Margot Robbie (from topless glory in Wolf of Wall Street and man, find me a more attractive woman than her.  Go ahead, I’ll wait) plays Sharon Tate.  We see her and new husband, Roman Polanski (post Rosemary’s Baby, pre anal raping underage girls) live above Rick’s house.  Sharon just goes about her usual routines: Hollywood parties, getting pregnant, even seeing herself on screen by going to a theater.  I daresay that she’s under-utilized as again, the main focus is on DiCaprio and Pitt.  But we do see Manson and his crew on more than one occasion.  In fact, Booth runs into one of his crew several times trying to hitchhike rides throughout LA.  Which eventually leads Pitt to the pit of the Manson’s vipers; including a hell of a scene with Bruce Dern, another Tarantino favorite.  Speaking of the Tarantino favorites, you see all of the usual suspects: Michael Madsen, Kurt Russell, Zoe Bell.  Unfortunately, no SLJ or Steve Buscemi.  But let’s give credit where credit is due.  Lena Dunham is in this and A) isn’t annoying and more importantly, B) keeps her clothes on.
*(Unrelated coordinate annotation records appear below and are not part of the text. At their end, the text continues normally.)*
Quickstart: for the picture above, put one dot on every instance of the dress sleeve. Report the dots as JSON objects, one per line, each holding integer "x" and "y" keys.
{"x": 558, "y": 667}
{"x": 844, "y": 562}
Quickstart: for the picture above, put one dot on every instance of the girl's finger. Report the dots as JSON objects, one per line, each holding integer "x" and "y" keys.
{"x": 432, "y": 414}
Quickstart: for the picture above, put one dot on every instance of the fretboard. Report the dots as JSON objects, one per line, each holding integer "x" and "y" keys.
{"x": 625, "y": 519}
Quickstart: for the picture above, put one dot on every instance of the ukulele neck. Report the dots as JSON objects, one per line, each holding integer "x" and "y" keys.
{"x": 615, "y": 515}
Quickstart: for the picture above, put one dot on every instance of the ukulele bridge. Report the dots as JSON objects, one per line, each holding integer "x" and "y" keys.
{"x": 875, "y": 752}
But I’ll go on a limb and say watching Dalton’s decent into possible Hollywood oblivion or purgatory is where the real joy is.  Wait till you see him break down when he forgets his lines due to getting rip roaring drunk the previous night.  Or when he has a heartfelt moment with his young co-star, Trudi (Julia Butters) where they share stories of the novels they’re currently reading.  There has been a ton of complaints saying that this is a whole lot of nothing regarding the eventual confrontation with the Manson crew and little payoff.  I disagree.  As I said, once you realize about 1/3 or 1/2 of the way through the film that this isn’t a regurgitation of the Manson murders, you’ll appreciate that Tarantino didn’t go down that road.  You can’t believe he’s bluffing by NOT giving the crowd what they want and I truly enjoyed the chance he took.  The ending is certainly unique and enjoyable with a hell of a callback.  Is this your typical, dialogue heavy Tarantino jaunt?  It is not.  Is it your typical Tarantino violent-riddled gorefest?  Not until the end.  Are you going to enjoy this?  I think so and especially if you’re not a Tarantino fan (kill yourself), it may be the film that may hook you back in because of the choices he did and didn’t take.  And I’ll go on a limb and say Pitt gets a nomination for best supporting actor.

The only knock on this film, not enough N words like I’m used to with his films.  I’M JUST KIDDING.  I enjoyed it and give it a 7 out of 10.  Where does it rank in the Tarantino pantheon?  I’m not sure yet; I need to see it again but I know it’s going above Jackie Brown, Death Proof, and Inglorious Basterds for sure.